Dale Gunther has business and financial knowledge and experience that the City needs desperately, because it doesn't exist at that level among City staff. He is tireless, thorough, sensible, and very generous with his time, both generally and in his role as a city councilor. I have found him willing to communicate, to listen to my views when they differ from his (as they have on certain issues over the past four years), and to explain his own. In all of my civic dealings with him, I have found him to be honest, candid, and disinclined to sing his own praises. Importantly, he has a stable political temperament; he is reasonable and gracious with his fellow city councilors and others even when they strongly disagree on important matters. For example, I have watched him and MFCC take diametrically opposite sides of major issues and dig in there, but neither felt compelled to question the other's integrity, intelligence, or commitment to the city's welfare.

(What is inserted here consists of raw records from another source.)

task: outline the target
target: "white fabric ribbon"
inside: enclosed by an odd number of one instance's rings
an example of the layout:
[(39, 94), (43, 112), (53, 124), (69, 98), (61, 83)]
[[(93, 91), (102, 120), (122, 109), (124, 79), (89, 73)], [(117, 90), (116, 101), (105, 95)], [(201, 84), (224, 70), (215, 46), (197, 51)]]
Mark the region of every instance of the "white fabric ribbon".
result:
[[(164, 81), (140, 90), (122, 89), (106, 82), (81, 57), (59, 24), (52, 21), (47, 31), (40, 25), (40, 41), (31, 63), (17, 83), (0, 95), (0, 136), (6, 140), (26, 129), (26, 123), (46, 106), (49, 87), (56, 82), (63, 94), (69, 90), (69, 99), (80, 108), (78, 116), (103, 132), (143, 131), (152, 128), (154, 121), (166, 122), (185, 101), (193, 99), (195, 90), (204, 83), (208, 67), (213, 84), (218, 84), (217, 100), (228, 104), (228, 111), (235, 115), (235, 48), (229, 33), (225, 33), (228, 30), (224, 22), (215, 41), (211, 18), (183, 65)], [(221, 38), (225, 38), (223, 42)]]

I disagreed with Councilman Gunther over last year's property tax increase, as did both of the challengers in the race, but it was an honest disagreement, and I could see his side of the issue. I can live with some of that in my elected officials, if they have other substantial virtues. If all I knew of him was that he is a banker by trade and a very big wheel at the Bank of American Fork, and if I were unduly attached to thoughtless stereotypes, I might be suspicious of his motives. But knowing him, and having watched him, I can truthfully say that the only self-interest I have seen in his activities as an elected official is one that I unashamedly share: a strong self-interest in living in a well-governed, sensibly-managed city. That works for me.
Finally, I Get to the Point . . .
Whether or not you agree with what I have written, at this point you won't be at all surprised to learn that my second vote in American Fork's city council race this year goes to incumbent Councilman Dale Gunther.

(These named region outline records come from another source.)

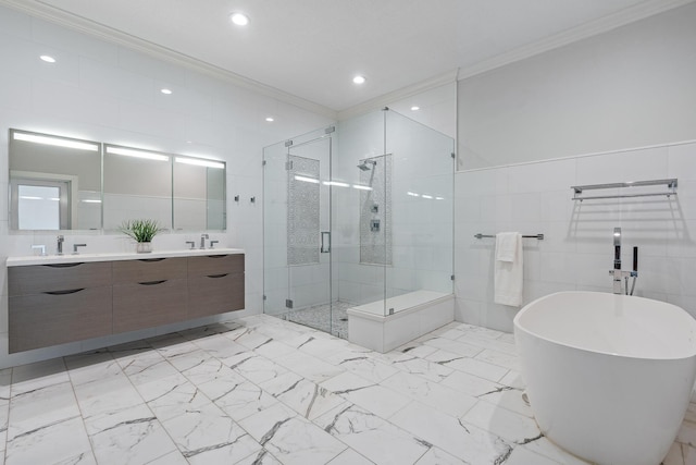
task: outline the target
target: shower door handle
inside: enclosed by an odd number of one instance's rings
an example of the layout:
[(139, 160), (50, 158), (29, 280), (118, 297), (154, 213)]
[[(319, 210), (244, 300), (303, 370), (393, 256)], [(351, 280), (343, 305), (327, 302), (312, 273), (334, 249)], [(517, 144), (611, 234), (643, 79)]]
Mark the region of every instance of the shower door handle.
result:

I obviously don't know exactly how the votes will shake out on Tuesday, but the competition for my votes in this race -- even my second vote -- never got close this year. I scrutinized each candidate carefully and tried to help my readers do the same, but from the first, before the primary, I thought I saw exactly two strong candidates of superior ability and temperament. That is still what I see, and I will be quite content to vote for them on Tuesday. I think that is what most other voters see, too, and I will be pleased and more than a little relieved if these two heavy-lifters each win another term on the American Fork City Council. I expect they will.
Mark Steele comments (11/3/09):
Thanks for your detailed thoughts on the race.

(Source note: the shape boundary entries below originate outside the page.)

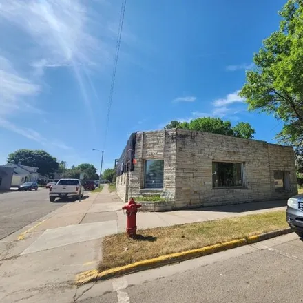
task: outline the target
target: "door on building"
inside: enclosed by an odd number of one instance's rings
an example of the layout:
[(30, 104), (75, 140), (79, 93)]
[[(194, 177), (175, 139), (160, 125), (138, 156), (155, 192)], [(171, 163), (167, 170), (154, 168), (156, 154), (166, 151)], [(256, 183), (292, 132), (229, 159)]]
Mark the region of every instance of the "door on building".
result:
[(126, 165), (126, 184), (125, 184), (125, 202), (128, 201), (129, 198), (129, 175), (130, 175), (130, 162)]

I agree that Jess Green is an honorable man and loves American Fork. I wouldn’t vote for him, though. I find his criticisms of the current mayor interesting (why isn’t he running for that job?), given that the incompetence of his administration in the 1990s twice led to the city being unable to get the Harrington School to use as an expanded city hall and city center -- first, in not having the foresight to work with the school district in purchasing the property; second, in making basic errors in using eminent domain, so their attempt was expensively overthrown in court. So now we have a lifelong disgruntled owner, willing to let the center of our town decay, and a stymied city government without political capital or money to rectify the situation. So, in spite of good things Jess has done over the years, this is enough to tell me, no second chance.